Common Composability Capabilities

As we mentioned earlier, simply ‘pasting’ an external document in some designated compartment is not sufficient to achieve effective composition. Both in terms of in-document composability and cross-document composability, we need specific capabilities to select components of a document. The following is a non-exhaustive list of such common capabilities:

  1. Intelligent heading selection: Headings may be selected by name, by regular expression, by number, etc. Once selected we may want just the content below, the child headings below (with a maximum depth), or a combination thereof.
  2. Heading level shifting: The heading levels used by document parts may not align with those used in the composite document, so they may need to be increased and decreased before inclusion.
  3. Label-based selection: One or more documents may be selected by label including compound membership expressions: (e.g., contains labels A and B but not label C)

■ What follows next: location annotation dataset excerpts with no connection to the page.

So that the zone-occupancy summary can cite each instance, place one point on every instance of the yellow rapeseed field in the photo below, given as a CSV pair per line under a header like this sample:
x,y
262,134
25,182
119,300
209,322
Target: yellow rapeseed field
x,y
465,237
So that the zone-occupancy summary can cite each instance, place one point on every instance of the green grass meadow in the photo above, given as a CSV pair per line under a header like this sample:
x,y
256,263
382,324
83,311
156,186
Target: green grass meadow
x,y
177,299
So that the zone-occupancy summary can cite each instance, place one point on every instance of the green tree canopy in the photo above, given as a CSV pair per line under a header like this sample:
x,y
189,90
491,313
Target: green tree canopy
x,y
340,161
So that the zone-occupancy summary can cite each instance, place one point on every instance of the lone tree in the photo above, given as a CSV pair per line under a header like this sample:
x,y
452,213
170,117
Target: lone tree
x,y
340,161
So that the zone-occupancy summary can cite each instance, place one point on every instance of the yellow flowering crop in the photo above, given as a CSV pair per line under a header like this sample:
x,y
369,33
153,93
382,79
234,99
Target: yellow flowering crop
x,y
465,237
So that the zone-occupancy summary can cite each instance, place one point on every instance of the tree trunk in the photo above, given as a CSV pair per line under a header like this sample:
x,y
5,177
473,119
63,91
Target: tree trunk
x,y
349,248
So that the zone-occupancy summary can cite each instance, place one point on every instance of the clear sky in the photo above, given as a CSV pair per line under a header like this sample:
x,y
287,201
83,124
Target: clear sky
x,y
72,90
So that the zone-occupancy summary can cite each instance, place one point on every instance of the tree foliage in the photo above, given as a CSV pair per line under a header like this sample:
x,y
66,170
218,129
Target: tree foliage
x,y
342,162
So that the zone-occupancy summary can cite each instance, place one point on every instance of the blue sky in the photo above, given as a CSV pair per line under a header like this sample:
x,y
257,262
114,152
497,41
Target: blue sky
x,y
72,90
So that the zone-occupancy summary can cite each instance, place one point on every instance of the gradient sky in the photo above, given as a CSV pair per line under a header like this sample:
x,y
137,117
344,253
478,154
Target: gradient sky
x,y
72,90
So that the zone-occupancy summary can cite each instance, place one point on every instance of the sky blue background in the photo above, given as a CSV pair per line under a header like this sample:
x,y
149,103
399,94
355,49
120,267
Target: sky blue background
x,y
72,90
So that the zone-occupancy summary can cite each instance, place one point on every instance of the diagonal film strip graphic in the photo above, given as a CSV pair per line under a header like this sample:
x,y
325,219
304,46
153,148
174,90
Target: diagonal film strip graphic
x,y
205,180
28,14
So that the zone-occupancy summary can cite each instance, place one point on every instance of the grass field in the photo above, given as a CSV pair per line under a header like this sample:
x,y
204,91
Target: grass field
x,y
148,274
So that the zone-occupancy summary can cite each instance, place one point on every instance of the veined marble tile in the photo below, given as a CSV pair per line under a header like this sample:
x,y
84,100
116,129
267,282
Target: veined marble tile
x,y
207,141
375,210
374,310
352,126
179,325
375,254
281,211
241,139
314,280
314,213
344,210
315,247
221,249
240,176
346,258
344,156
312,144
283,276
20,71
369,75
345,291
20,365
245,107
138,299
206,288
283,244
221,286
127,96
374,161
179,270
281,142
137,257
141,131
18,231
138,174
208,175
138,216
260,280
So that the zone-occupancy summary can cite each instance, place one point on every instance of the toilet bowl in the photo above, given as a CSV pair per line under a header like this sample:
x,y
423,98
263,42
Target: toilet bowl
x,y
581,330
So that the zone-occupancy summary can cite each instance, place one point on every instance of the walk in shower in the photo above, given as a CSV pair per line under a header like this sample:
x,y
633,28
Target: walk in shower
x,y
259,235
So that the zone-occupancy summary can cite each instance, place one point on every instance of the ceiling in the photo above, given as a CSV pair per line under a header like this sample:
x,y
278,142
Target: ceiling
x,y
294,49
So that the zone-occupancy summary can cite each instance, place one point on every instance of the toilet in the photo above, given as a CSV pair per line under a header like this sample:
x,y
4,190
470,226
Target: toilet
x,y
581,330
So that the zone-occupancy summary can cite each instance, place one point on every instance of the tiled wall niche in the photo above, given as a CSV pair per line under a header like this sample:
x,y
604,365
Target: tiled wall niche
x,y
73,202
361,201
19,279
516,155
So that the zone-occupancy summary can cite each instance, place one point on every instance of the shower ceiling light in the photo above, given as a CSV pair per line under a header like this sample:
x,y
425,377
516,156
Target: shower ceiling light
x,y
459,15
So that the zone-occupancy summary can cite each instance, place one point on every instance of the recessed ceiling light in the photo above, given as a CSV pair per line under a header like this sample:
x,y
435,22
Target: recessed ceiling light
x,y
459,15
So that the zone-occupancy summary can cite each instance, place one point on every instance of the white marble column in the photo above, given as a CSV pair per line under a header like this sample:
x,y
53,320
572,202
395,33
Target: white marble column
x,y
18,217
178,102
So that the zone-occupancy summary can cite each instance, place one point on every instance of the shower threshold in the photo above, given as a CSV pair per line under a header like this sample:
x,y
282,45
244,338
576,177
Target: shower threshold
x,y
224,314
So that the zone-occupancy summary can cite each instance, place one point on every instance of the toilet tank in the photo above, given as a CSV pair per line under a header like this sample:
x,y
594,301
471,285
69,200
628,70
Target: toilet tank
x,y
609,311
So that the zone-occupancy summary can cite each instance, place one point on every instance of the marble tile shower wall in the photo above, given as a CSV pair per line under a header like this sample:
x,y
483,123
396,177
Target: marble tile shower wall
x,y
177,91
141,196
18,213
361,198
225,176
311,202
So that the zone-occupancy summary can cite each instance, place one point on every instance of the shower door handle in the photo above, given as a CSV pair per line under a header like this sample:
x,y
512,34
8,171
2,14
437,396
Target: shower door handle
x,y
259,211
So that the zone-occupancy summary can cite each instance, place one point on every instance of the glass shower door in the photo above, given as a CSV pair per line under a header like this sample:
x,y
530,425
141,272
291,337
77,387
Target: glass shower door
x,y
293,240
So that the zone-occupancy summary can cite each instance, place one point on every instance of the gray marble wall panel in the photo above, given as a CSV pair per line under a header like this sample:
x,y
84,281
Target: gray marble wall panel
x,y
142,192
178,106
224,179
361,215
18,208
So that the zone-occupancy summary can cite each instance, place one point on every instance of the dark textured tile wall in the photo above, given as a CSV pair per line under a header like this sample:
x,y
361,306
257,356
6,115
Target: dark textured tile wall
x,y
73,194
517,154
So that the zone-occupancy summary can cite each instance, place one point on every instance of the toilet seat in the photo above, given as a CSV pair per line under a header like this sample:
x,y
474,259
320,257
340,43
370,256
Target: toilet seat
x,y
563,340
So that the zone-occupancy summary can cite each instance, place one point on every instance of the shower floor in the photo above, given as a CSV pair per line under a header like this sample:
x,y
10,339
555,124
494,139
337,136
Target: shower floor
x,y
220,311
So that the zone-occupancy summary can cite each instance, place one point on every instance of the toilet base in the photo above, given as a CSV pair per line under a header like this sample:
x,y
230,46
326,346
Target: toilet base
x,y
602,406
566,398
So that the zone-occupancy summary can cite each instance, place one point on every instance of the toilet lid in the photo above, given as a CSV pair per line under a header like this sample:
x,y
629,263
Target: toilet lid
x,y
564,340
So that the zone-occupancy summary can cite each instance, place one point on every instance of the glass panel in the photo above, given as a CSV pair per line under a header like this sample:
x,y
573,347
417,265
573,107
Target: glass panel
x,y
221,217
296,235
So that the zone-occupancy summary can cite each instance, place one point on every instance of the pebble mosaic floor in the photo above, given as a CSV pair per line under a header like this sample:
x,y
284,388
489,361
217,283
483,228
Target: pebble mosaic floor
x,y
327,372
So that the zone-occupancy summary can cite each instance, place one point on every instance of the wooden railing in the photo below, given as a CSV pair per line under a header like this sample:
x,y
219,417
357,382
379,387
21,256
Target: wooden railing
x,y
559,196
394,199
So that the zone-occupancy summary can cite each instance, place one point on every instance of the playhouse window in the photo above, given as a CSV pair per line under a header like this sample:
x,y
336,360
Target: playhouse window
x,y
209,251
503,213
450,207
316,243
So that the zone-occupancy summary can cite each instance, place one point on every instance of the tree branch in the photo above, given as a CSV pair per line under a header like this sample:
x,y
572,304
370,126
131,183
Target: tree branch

  4. Search-based content selection: A component may be selected relative to the result of a search query (e.g., the paragraph in which the term appears, an anchor to the first heading above, etc.)
  5. Metadata (label, properties) selection: A document’s labels and properties can be used as variables 
  6. Demarcated-area selection: Depending on the documentation format, it may be possible to demarcate components explicitly without the use of headings or properties. For example, in markdown an HTML comment such as <!-- section: blurb --> would be ignored by most markdown parsers and can be used to indicate a demarcated area.
  7. Control flow statements: Without control flow statements such as ‘if-then-else’ and for/while loops it is difficult to handle special situations. While these certainly add noise to documents that would otherwise be completely legible by laymen users, they are often more practical than creating auxiliary text conversion code.